MALAYAN GIANT SQUIRREL
- December 4, 2020
- Posted by: OptimizeIAS Team
- Category: DPN Topics
Context: A first-of-its-kind study by the Zoological Survey of India (ZSI) under the Union Ministry of Environment, has projected that numbers of the Malayan Giant Squirrel (Ratufa bicolor) could decline by 90 per cent in India by 2050.
- The Malayan Giant Squirrel, one of the world’s largest squirrel species that has a dark upper body, pale under parts, and a long, bushy tail, is currently found in parts of West Bengal, Sikkim, Assam, Arunachal Pradesh, Meghalaya, and Nagaland.

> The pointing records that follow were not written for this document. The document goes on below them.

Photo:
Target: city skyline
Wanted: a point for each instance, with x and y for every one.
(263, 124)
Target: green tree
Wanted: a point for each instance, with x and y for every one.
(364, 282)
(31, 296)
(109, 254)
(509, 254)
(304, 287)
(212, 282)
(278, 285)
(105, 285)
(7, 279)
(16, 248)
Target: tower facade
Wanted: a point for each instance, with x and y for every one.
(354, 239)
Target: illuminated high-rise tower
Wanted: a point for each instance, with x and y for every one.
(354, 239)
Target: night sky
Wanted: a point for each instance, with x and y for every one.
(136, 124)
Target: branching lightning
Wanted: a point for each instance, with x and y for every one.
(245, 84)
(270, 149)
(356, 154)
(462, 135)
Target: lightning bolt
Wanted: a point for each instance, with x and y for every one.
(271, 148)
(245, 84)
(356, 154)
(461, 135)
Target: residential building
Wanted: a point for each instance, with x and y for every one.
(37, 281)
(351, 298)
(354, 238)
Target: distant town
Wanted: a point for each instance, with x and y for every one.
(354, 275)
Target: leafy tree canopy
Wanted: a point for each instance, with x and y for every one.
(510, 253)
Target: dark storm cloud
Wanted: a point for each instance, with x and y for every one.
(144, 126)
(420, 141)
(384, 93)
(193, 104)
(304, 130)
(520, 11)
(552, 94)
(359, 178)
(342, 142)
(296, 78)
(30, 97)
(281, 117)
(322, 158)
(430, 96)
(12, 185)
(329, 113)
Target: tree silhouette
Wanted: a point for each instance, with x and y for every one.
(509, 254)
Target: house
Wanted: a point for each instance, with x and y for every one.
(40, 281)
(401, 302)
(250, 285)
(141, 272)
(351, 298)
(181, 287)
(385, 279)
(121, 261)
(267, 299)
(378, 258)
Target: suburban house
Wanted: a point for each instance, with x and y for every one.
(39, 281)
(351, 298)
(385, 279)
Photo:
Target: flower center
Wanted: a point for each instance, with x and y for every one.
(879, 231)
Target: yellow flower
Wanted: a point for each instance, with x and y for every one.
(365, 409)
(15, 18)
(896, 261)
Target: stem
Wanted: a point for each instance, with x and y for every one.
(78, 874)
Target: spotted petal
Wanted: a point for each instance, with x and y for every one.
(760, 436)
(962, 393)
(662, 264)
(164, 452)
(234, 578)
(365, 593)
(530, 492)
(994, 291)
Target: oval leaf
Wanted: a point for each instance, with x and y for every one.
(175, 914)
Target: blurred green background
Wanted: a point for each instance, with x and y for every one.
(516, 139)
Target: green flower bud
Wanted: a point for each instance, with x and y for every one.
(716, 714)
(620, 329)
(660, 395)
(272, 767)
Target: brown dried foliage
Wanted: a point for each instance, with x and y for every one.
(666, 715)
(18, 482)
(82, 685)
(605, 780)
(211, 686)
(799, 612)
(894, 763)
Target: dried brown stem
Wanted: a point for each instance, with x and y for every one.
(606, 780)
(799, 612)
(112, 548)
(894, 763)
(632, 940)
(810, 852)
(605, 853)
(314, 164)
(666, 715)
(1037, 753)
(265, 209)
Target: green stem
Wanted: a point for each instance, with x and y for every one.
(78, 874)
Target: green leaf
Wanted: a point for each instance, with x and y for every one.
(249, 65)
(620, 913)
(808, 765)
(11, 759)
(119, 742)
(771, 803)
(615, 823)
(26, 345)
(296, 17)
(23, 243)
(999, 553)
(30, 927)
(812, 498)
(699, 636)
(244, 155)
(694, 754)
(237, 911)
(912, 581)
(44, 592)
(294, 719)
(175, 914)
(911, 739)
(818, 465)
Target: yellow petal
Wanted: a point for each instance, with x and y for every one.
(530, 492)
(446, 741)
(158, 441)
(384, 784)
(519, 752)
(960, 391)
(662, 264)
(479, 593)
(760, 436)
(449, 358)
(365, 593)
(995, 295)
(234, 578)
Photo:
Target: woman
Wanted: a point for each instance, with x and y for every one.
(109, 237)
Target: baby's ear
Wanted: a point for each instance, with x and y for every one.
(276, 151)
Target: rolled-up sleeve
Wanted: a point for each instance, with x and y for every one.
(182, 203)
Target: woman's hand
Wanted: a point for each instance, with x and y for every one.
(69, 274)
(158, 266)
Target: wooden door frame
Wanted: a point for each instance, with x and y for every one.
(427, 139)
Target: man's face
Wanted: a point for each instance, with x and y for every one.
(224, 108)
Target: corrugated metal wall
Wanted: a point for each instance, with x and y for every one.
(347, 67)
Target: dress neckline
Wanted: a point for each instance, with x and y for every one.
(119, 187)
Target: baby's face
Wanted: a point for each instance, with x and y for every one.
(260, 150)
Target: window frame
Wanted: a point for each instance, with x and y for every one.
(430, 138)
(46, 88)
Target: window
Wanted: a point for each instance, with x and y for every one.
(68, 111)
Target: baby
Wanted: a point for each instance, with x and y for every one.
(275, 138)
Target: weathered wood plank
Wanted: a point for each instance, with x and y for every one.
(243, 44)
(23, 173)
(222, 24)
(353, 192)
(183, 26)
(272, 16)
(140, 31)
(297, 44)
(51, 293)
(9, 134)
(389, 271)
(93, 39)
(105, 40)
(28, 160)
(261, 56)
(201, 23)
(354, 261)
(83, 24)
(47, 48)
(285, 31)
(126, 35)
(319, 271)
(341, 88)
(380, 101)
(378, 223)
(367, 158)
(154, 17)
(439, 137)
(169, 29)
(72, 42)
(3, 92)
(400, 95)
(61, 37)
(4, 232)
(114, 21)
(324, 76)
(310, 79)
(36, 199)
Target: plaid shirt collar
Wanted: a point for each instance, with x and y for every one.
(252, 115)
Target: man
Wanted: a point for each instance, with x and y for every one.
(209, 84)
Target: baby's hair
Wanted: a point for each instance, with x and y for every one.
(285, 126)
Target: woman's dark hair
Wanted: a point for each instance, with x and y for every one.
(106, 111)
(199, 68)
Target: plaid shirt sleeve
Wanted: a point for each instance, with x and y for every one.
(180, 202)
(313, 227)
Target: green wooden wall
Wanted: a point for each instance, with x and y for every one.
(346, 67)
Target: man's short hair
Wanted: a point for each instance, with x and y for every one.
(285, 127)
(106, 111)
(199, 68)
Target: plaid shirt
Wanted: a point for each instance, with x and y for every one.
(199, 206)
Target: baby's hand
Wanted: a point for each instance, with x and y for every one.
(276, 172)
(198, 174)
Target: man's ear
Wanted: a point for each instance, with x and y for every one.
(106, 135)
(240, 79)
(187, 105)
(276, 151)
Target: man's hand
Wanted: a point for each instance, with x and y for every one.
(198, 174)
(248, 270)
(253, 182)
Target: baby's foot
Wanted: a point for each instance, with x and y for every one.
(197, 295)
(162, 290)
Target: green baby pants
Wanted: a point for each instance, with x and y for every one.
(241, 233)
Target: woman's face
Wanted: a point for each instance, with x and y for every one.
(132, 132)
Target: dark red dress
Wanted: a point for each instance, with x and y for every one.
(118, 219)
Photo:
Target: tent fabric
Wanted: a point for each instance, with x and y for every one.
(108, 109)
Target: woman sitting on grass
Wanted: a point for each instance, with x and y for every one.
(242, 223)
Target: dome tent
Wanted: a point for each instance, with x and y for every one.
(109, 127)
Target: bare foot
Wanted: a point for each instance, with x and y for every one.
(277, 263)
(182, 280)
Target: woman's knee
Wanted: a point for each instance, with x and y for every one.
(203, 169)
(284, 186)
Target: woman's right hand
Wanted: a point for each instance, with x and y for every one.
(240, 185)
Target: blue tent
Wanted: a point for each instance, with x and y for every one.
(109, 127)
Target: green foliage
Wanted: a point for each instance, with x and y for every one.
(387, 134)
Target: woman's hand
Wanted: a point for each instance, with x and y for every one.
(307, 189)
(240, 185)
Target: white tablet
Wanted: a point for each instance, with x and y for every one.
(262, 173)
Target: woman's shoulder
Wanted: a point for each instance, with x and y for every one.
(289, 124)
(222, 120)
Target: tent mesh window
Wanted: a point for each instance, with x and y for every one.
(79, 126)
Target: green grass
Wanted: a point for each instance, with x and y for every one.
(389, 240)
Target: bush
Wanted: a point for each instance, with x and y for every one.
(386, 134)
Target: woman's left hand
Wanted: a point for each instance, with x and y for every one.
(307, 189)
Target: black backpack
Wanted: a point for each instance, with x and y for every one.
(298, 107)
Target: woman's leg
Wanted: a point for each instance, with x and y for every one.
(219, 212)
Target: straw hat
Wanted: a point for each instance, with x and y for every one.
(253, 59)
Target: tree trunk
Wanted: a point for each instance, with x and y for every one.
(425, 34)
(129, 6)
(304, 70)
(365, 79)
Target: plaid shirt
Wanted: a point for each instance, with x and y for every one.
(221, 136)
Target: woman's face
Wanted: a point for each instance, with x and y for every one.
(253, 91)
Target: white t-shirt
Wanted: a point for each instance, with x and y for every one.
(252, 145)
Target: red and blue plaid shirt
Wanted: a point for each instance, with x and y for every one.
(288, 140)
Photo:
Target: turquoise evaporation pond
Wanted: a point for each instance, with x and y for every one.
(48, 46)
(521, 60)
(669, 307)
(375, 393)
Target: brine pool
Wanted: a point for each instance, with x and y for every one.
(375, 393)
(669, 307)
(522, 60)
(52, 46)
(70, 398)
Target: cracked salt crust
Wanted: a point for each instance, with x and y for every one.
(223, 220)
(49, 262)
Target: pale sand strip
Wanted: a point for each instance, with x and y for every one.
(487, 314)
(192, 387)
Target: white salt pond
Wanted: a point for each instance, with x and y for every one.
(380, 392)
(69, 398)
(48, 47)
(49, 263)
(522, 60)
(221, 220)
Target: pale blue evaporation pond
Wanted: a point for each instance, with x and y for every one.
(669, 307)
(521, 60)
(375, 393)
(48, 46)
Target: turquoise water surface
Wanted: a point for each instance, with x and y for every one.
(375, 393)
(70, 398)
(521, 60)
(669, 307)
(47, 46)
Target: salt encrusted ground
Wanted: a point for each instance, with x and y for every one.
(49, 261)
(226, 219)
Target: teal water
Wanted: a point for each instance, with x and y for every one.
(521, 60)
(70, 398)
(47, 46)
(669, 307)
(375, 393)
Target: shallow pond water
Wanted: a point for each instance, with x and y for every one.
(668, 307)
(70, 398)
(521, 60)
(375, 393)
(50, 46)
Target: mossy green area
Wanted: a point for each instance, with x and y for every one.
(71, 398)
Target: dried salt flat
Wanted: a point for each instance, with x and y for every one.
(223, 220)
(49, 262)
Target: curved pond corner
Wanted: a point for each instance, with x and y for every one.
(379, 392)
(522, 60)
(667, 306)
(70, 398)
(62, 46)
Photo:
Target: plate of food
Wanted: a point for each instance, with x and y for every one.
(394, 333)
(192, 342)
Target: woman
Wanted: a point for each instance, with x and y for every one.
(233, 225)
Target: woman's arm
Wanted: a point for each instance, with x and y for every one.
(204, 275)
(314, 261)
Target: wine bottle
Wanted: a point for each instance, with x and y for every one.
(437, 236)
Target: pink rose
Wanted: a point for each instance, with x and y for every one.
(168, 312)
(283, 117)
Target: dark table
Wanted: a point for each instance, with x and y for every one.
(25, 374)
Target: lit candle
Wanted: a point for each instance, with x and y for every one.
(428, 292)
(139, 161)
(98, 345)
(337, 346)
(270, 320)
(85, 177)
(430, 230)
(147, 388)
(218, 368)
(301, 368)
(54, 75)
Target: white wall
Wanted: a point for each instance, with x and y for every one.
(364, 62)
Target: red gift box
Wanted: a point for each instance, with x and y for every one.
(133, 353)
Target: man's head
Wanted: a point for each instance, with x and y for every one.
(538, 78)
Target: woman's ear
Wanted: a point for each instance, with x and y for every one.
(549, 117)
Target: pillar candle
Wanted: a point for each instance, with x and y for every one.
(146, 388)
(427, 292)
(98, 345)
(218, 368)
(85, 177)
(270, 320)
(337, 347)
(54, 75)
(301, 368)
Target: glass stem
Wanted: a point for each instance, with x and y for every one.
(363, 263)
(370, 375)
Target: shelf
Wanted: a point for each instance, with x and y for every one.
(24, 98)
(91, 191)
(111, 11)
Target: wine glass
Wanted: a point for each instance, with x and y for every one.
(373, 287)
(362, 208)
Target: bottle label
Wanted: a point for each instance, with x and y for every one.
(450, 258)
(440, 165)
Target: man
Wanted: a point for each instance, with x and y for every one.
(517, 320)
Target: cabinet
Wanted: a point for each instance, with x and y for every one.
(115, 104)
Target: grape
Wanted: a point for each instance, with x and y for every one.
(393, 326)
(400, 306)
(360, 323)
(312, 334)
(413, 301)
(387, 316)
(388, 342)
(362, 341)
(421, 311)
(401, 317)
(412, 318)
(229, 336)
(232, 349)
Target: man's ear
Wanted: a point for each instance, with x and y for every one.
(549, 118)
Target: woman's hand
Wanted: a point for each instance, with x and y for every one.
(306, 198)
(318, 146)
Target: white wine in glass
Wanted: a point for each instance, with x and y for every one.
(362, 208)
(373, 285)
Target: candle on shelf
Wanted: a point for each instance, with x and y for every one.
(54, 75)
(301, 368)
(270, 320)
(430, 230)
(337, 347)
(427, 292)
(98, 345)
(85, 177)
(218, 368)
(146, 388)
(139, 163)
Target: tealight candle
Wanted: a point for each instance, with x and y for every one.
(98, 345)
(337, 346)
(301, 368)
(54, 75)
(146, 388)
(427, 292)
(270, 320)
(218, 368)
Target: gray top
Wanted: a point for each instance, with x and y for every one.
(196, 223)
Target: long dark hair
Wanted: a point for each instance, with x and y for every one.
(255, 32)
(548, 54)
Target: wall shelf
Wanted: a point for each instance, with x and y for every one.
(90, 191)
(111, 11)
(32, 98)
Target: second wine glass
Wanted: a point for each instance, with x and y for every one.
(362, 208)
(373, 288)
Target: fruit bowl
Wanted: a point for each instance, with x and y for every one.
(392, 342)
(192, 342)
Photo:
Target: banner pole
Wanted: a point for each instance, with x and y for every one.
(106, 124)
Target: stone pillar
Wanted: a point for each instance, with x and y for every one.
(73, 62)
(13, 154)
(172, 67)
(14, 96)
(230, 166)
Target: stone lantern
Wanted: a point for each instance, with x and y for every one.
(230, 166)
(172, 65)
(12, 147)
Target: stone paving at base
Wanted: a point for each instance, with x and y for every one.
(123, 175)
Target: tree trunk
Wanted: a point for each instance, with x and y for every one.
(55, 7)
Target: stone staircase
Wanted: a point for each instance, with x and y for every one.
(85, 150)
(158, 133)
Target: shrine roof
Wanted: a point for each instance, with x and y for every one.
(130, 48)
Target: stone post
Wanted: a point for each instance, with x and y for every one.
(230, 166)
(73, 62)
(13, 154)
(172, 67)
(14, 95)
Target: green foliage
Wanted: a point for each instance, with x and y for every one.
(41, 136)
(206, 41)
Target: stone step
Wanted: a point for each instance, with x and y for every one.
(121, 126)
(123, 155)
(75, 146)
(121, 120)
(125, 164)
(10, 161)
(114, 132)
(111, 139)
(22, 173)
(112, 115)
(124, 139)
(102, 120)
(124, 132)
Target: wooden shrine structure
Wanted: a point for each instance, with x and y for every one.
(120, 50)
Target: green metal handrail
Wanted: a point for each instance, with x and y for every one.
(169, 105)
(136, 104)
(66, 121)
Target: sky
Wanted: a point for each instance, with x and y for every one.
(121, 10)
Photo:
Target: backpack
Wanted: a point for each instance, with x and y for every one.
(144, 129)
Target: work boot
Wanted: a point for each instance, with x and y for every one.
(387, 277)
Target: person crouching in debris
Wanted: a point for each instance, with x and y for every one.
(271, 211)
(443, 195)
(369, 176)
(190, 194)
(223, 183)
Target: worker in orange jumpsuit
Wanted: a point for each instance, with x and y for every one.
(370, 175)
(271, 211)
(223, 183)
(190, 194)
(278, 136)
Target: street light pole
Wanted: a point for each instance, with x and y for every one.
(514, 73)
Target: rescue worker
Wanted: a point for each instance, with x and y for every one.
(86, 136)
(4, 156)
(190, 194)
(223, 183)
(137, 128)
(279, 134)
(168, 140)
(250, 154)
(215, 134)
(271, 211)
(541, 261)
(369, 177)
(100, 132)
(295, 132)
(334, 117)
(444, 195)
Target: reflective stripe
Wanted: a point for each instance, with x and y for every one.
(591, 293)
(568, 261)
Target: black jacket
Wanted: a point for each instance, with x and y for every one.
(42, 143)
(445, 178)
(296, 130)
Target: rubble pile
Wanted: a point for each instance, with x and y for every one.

- Destruction of its habitat could restrict the squirrel to only southern Sikkim and North Bengal by 2050, according to the ZSI.
- A large tree squirrel that is considered to be a “forest health indicator species” is disappearing, and may by the middle of this century no be longer found in the forests of India’s Northeast to which it is native.
- According to the study, the Malayan Giant Squirrel and its habitat are under threat from deforestation, fragmentation of forests, crop cultivation and over-harvesting of food, illegal trade in wildlife, and hunting for consumption. Slash-and-burn jhum cultivation in many areas of the Northeast contribute to destruction of its habitat.
- India is home to three giant squirrel species; the other two – Indian Giant Squirrel and Grizzled Giant Squirrel – are found in peninsular India.